Sebuah mobil mewah terlihat terparkir rapi di depan rumah, seolah menegaskan status sosial baru Delvi. Bangunan rumahnya bergaya khas Arab dengan desain megah dan struktur kokoh yang mencerminkan kehidupan penuh kemewahan.
Interior rumah tak kalah mencengangkan. Fenny menunjukkan berbagai sudut rumah yang dihiasi dengan perpaduan warna cokelat hangat dan aksen emas elegan. Salah satu ruangan yang menarik perhatian adalah ruang tamu dengan sofa besar berbentuk U, menciptakan suasana nyaman dan lapang bagi para tamu.
Dalam sesi wawancara, Delvi membagikan kisah hidupnya yang penuh lika-liku sebelum akhirnya dipersunting oleh sang suami kaya.
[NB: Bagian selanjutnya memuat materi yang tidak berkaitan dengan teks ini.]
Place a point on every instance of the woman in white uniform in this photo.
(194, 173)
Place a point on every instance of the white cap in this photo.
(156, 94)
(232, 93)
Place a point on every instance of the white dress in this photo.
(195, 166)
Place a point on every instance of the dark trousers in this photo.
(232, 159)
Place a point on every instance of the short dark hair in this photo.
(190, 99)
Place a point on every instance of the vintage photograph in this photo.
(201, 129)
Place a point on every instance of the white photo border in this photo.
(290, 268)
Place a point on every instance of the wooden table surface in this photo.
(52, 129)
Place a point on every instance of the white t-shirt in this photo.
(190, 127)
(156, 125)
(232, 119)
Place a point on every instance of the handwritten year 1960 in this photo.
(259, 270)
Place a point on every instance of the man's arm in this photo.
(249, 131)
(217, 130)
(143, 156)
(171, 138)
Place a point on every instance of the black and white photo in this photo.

Perjalanan hidupnya adalah cerminan dari kerja keras, keberuntungan, dan takdir yang membawa perubahan luar biasa dalam hidupnya.
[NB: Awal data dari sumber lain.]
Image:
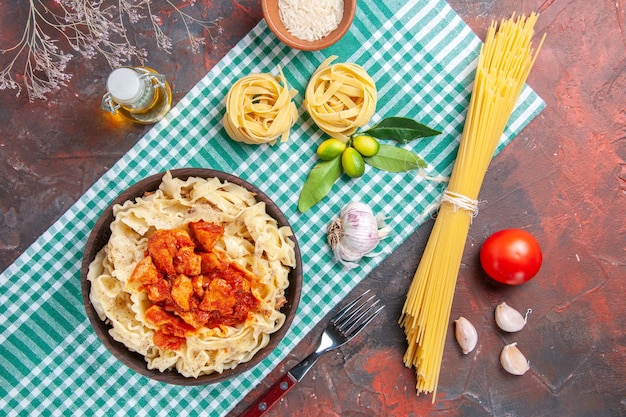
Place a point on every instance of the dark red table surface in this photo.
(563, 179)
Di sisi lain, kisah berbeda datang dari Ribut Uripah, seorang TKW asal Batang, Jawa Tengah, yang sempat hilang kontak dengan keluarganya selama 19 tahun. Ribut diketahui tinggal di hutan Malaysia selama bertahun-tahun sebelum akhirnya bisa kembali ke Indonesia.
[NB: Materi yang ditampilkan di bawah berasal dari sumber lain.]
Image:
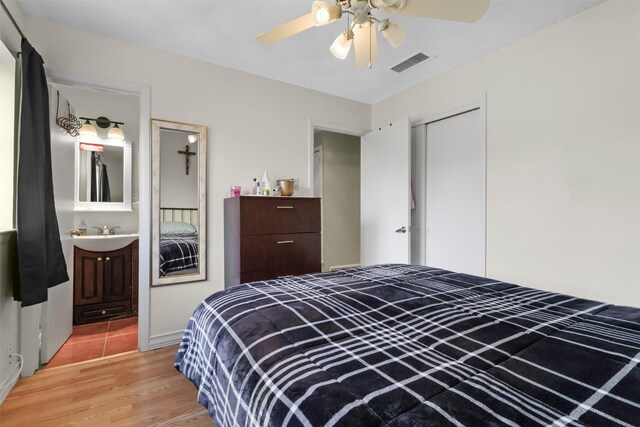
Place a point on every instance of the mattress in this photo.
(406, 345)
(178, 252)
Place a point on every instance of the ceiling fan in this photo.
(361, 29)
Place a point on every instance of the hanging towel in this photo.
(41, 261)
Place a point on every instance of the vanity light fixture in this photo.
(88, 129)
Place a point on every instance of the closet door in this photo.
(455, 194)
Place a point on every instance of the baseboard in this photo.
(165, 340)
(4, 392)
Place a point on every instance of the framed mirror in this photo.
(103, 175)
(179, 180)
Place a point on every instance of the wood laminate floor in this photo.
(134, 389)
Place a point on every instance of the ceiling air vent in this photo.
(411, 62)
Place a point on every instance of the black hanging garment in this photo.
(40, 259)
(105, 191)
(94, 186)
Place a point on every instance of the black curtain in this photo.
(40, 258)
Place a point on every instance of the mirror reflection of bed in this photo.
(178, 241)
(179, 187)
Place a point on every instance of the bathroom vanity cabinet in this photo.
(105, 284)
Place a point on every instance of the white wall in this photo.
(177, 189)
(253, 123)
(340, 198)
(563, 152)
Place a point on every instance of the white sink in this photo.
(103, 242)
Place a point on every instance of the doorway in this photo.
(95, 313)
(449, 183)
(335, 179)
(54, 320)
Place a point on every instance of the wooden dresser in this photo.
(105, 284)
(270, 237)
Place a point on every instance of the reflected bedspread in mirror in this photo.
(179, 195)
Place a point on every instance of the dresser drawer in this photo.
(278, 215)
(277, 251)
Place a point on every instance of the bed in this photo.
(403, 345)
(179, 241)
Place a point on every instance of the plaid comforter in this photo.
(178, 252)
(408, 345)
Kepulangan Ribut disambut haru oleh keluarganya di Jakarta. Kakaknya, Tamat, dan anaknya, Turipah Istianah, menyambut kedatangannya dengan pelukan dan air mata. Tamat mengungkap bahwa selama bertahun-tahun mereka selalu menyebut nama Ribut dalam doa setiap pengajian.
Ribut sendiri merasa sangat bersyukur bisa kembali ke kampung halaman di Desa Candirejo, Kecamatan Bawang. Ia terkejut dengan banyaknya perubahan di desanya yang kini lebih ramai dan memiliki infrastruktur yang jauh lebih baik dibanding dulu.
Karena rumahnya yang sudah tidak layak huni, Ribut akan tinggal bersama kakaknya. Kepulangannya pun menjadi momen penuh kehangatan, tidak hanya bagi keluarganya, tetapi juga warga sekitar yang menyambutnya dengan antusias.